US scholar David Henderson doesn’t back case for Sanskrit

Cornell University professor says his contact with the Sulbasutra is only through English translations.

May 25, 2016 04:55 am | Updated September 12, 2016 08:25 pm IST - NEW DELHI

David W. Henderson, Professor Emeritus of Mathematics at Cornell University, who visited India in January 1990 and in the course of his four-week stay at the Kanchi Math researched the Sulbasutras, believed to be the fount of Pythagorean Theorem, is in the news, courtesy HRD Minister Smriti Irani.

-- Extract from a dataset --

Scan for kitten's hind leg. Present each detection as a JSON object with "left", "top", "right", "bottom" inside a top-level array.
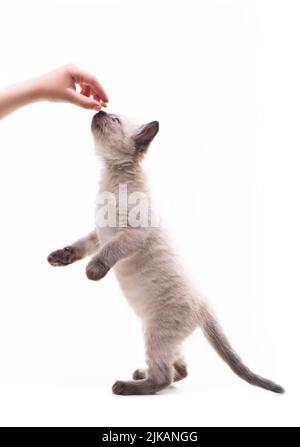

In the last one month, over a series of interviews, Ms. Irani has repeatedly referred to the professor who came to India to study the Sulbasutras. The Sulbasutras, composed between 800 and 500 B.C., has often been cited as proof that India was well-versed in the Pythagorean Theorem before the Greeks.

The Minister has often cited this as one of the several reasons for introducing Sanskrit in the Indian Institutes of Technology.

In the course of her interviews, Ms. Irani has never mentioned the professor by name; she referred to him as the “professor who studied the sutras believed to be the oldest surviving geometry book, published a paper in Cornell which was very celebrated.”

In a short email interview to The Hindu , Prof. Henderson said he was not a Sanskrit scholar.

“My contact with the Sulbasutra is only through English translations… I am not a Sanskrit language scholar; but have consulted Sanskrit scholars at Cornell [there have been several professors at Cornell with a research interest in Sanskrit].”

History of maths

The professor said it was important to investigate the history of mathematics to understand its meanings more. Mr. Henderson did not respond to a question on how Sanskrit would enhance the understanding of IIT undergraduates. He said the English translations aided his research.

In a paper titled Square Roots to the Sulbasutra, which Prof. Henderson dedicates to Chandrashekharendra Saraswati, he writes: “Several Sanskrit texts collectively called the Sulbasutra were written by the Vedic Hindus starting before 600 B.C. …These texts have prescriptions for building fire altars. However, contained in the Sulbasutra are sections… detailing the geometry necessary for designing and constructing the altars. It is apparently the oldest applied geometry text.”